En los meses previos, en que tuvimos la oportunidad de conocer a los jugadores en detalle, nos comenzó a preocupar el más destacado de esa generación, César el Mágico González, quien llegó a jugar en las filiales del Villareal. El Mágico que tomó su apodo de un gran jugador salvadoreño, era especialmente habilidoso con la pelota y tenía una contextura física por encima del promedio, lo que le hacía sobresalir en esa división. Era atrevido y soberbio, lo que en ocasiones es útil para enfrentar los rivales de alta envergadura. Pero en el camino, su indisciplina y su poca capacidad de integrarse al grupo comenzó a incomodar. Un mes antes tocó repensar la nómina final. Consultamos con los compañeros de equipo y concluimos que, efectivamente, era un factor de riesgo para el funcionamiento colectivo en que apostábamos todas las fichas: Venezuela no iba a ganar torneos internacionales por grandes figuras, sino por tener un equipo sólido que pudiese contrarrestar colectivamente a las estrellas de Brasil, Argentina, etc. Así que decidimos, contra la opinión de la prensa que nos cuestionó, prescindir del jugador promesa.

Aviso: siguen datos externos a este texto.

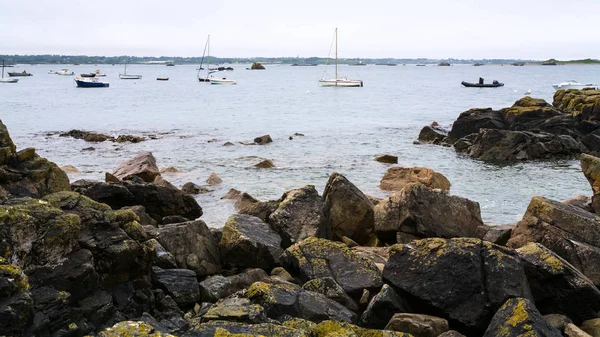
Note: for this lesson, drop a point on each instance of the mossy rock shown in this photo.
(519, 317)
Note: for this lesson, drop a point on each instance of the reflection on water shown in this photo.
(344, 128)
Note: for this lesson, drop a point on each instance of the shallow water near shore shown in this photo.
(344, 128)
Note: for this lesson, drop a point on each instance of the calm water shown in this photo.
(344, 128)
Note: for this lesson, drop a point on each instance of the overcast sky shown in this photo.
(464, 29)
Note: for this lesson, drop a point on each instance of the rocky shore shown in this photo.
(530, 129)
(129, 256)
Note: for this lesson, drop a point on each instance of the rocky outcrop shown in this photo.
(397, 177)
(350, 211)
(318, 258)
(301, 214)
(422, 212)
(519, 317)
(462, 280)
(556, 285)
(248, 242)
(568, 231)
(193, 246)
(142, 165)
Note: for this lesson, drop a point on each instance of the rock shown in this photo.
(473, 120)
(133, 329)
(590, 166)
(569, 231)
(181, 284)
(519, 317)
(333, 329)
(162, 257)
(328, 287)
(381, 308)
(387, 158)
(70, 169)
(191, 188)
(462, 280)
(16, 304)
(558, 321)
(213, 179)
(397, 177)
(265, 163)
(236, 309)
(350, 211)
(289, 299)
(418, 325)
(234, 329)
(420, 211)
(193, 246)
(317, 258)
(432, 135)
(572, 330)
(556, 285)
(248, 242)
(592, 327)
(301, 214)
(263, 140)
(142, 165)
(506, 146)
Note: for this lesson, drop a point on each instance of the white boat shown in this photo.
(126, 76)
(572, 84)
(208, 78)
(8, 79)
(338, 81)
(65, 72)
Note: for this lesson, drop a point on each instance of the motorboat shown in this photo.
(338, 81)
(90, 82)
(480, 84)
(572, 84)
(16, 74)
(65, 72)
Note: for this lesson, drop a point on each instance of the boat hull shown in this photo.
(343, 83)
(477, 85)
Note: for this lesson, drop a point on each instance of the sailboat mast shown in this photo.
(336, 77)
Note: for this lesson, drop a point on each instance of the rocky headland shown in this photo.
(129, 256)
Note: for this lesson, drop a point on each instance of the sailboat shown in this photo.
(211, 79)
(339, 81)
(7, 80)
(126, 76)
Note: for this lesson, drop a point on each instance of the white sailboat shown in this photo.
(209, 78)
(126, 76)
(8, 79)
(339, 81)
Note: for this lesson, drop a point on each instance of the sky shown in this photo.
(463, 29)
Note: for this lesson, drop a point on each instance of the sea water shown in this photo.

Salomón Rondón era el siguiente jugador más destacado para ese momento, y parte de la tarea fue mostrarle que su presencia era muy valorada, pero que nos servía solo en la medida en que él aprendiese a encajar dentro del esquema de juego, que entre otras cosas, implicaba entenderse con otro delantero ambicioso y complejo como lo era Yonathan Del Valle, quien luego se convirtió en goleador en Portugal y Turquía.

El escritor inglés Cyril Connolly, parafraseó un viejo adagio diciendo “A quien los dioses quieren destruir, primero lo confunden, diciéndole que es una joven promesa”. César González continuó en el fútbol venezolano unas pocas temporadas. Pero rápidamente lo que destacó fue su indisciplina; en varios momentos desapareció durante semanas de entrenamientos. En varias ocasiones lo contactamos para intentar ofrecerle apoyo. No hubo manera. Un día desvaneció definitivamente del panorama deportivo de manera misteriosa, hasta unos años después en que volvió a aparecer, pero entre la lista de los delincuentes más buscados, por ser parte de una banda de robo de autos[2].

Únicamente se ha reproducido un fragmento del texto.